In a study of mice, researchers at Stanford University and the National Institute on Aging (NIA) have generated a database that catalogues how gene expression–a measure of how active a gene is–changes in different parts of the body as the animals age. The researchers’ findings suggest that different tissues age very differently, and this could help pinpoint when it is appropriate to use mice as a model of human aging–and when it’s not.

Previous studies in both mice and humans have examined how gene expression changes with age in specific parts of the body, such as the brain or the kidneys. But the new study, commissioned by the NIA, analyzed simultaneously the activity of thousands of genes in 16 different tissues at different points during the animals’ lives. That allowed researchers to compare age-related patterns of gene expression between different organs.

“One of the key lessons of this work is that to understand aging, we need to be thinking not in terms of individual genes, but of networks of genes and systems of different organs,” says Daniel Promislow, a biologist at the University of Georgia in Athens, who was not involved in the project.

The results, published this week in the journal PLoS Genetics, confirm the role of two processes believed to be major contributors to aging: slowed metabolism and increased inflammation. The expression of genes linked to both processes changed globally in aging mice. But the researchers also found large disparities in different tissues: expression profiles in the liver, brain, and muscle changed very little with age, while those in the lungs, the eyes, and the thymus (an immune organ) underwent the most radical transformation.

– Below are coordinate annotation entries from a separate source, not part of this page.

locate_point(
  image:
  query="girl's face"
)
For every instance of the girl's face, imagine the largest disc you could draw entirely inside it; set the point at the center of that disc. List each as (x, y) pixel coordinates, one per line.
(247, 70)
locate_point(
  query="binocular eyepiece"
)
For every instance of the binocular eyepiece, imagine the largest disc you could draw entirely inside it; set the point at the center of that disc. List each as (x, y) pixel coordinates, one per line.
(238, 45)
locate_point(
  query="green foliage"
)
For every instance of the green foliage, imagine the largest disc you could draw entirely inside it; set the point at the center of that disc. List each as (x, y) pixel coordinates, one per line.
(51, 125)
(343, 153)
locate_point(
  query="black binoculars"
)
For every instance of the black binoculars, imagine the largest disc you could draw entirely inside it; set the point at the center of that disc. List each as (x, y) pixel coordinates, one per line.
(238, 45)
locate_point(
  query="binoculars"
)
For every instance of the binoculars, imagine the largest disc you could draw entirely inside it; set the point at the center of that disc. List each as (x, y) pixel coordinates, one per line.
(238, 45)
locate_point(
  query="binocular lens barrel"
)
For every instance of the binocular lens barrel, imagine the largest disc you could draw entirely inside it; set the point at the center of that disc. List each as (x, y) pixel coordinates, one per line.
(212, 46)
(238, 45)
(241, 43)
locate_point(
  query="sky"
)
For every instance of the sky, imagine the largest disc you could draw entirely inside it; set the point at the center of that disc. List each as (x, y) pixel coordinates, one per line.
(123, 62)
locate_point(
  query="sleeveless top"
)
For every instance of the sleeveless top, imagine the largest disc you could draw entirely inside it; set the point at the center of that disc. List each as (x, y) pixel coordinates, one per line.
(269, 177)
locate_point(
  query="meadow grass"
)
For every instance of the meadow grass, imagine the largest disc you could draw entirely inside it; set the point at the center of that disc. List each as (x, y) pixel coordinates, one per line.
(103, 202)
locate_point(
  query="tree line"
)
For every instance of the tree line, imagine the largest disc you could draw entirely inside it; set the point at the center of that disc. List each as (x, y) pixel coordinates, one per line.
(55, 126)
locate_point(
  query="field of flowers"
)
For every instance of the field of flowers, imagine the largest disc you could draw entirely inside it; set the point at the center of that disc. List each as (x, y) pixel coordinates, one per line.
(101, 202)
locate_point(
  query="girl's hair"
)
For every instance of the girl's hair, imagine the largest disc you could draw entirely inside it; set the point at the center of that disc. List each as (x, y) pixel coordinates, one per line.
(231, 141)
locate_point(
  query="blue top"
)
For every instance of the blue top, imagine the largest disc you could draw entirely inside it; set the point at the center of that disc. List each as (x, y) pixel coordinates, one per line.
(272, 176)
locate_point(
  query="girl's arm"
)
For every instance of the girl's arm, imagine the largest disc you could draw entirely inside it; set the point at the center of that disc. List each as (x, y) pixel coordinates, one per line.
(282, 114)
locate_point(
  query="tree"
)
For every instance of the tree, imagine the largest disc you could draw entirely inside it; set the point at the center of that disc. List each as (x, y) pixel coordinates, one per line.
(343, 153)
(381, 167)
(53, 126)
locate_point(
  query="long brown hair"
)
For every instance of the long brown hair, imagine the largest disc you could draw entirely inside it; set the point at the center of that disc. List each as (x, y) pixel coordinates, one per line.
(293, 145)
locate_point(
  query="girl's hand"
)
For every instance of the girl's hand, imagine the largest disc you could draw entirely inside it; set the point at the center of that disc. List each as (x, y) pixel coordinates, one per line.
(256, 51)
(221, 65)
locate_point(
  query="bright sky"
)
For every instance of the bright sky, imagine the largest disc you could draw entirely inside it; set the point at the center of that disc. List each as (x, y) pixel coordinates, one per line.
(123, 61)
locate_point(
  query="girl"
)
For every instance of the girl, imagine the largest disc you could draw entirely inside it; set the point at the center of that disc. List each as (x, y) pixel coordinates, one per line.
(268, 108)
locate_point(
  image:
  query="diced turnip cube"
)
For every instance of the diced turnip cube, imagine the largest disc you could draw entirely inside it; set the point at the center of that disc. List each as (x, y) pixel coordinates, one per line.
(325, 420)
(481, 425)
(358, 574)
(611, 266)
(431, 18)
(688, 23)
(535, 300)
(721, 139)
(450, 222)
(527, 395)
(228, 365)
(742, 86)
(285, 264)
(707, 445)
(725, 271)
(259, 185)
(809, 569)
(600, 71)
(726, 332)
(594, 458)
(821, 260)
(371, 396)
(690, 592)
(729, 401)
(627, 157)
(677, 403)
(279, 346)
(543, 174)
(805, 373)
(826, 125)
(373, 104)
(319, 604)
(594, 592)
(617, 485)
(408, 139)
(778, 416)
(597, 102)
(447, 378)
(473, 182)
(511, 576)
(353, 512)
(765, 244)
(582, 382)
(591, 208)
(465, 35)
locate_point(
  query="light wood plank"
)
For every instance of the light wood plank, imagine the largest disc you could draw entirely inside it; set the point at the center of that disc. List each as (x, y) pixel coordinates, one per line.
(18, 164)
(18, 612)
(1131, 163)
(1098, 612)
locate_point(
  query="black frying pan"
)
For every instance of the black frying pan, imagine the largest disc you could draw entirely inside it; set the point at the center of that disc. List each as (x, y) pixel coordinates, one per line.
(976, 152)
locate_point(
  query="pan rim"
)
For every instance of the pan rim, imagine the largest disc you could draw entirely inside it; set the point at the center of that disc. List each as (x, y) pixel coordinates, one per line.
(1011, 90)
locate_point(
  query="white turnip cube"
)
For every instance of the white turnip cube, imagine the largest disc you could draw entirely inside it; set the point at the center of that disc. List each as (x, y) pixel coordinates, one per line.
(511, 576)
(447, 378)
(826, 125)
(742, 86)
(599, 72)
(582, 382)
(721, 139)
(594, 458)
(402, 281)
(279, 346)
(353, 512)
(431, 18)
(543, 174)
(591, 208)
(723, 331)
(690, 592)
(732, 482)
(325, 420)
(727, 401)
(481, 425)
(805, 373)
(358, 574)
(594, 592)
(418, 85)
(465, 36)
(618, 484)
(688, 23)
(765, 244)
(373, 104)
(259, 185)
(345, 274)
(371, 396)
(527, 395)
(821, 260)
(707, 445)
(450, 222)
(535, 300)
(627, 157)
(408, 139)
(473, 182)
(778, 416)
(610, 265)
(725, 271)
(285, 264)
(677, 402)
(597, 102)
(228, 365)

The researchers also found distinct patterns of aging in different tissues: neural, vascular, and endocrine tissue each had a characteristic expression profile. “It appears that the mouse has a mosaic of different things going on which may or may not be in synchrony with each other,” says Stuart Kim, a biologist at Stanford who led the work. These patterns of gene-expression changes aren’t clearly linked to oxidative stress–an excess of free radicals that damage cells–or other biochemical factors hypothesized to trigger aging, says Kim, so it’s not yet clear how they influence aging.

The researchers also compared their findings with previous studies analyzing gene-expression changes in aging brain, muscle, and kidney tissue in humans, as well as in the tissues of flies and worms. The researchers found one theme universal to gene expression and aging: the slowing of a cell’s energy factory. In each of these species, expression of genes related to energy production dropped twofold by the end of an animal’s life span–about 2 years in mice and 80 years in humans. “This is the only common property of growing old between the four different animals,” says Kim. “Maybe that should alert us to say there is something unavoidable to getting old.”

However, researchers found few other similarities, raising the issue of how good of a model mice–or any of the other standard lab animals–provide for studying human aging. For example, studies in humans and other animals suggest that length of telomeres–repetitive strips of DNA at the end of each chromosome–is linked to aging. But researchers didn’t find changes in expression of telomere-related genes in mice as they aged. “I wouldn’t say that this means that model organisms can’t be used to study aging in humans,” says Promislow. “It does suggest there is a lot more going on.”

Kim’s analysis is likely the first of many analyses that will take advantage of the new database, dubbed AGEMAP. Scientists still need to figure out the function of the genetic networks implicated in aging.

“The scale of this study is phenomenal,” says Promislow. “In some ways, this shows us where things are likely to be headed in coming years in terms of the kinds of experiments people will do to understand the genetic basis of complex traits.”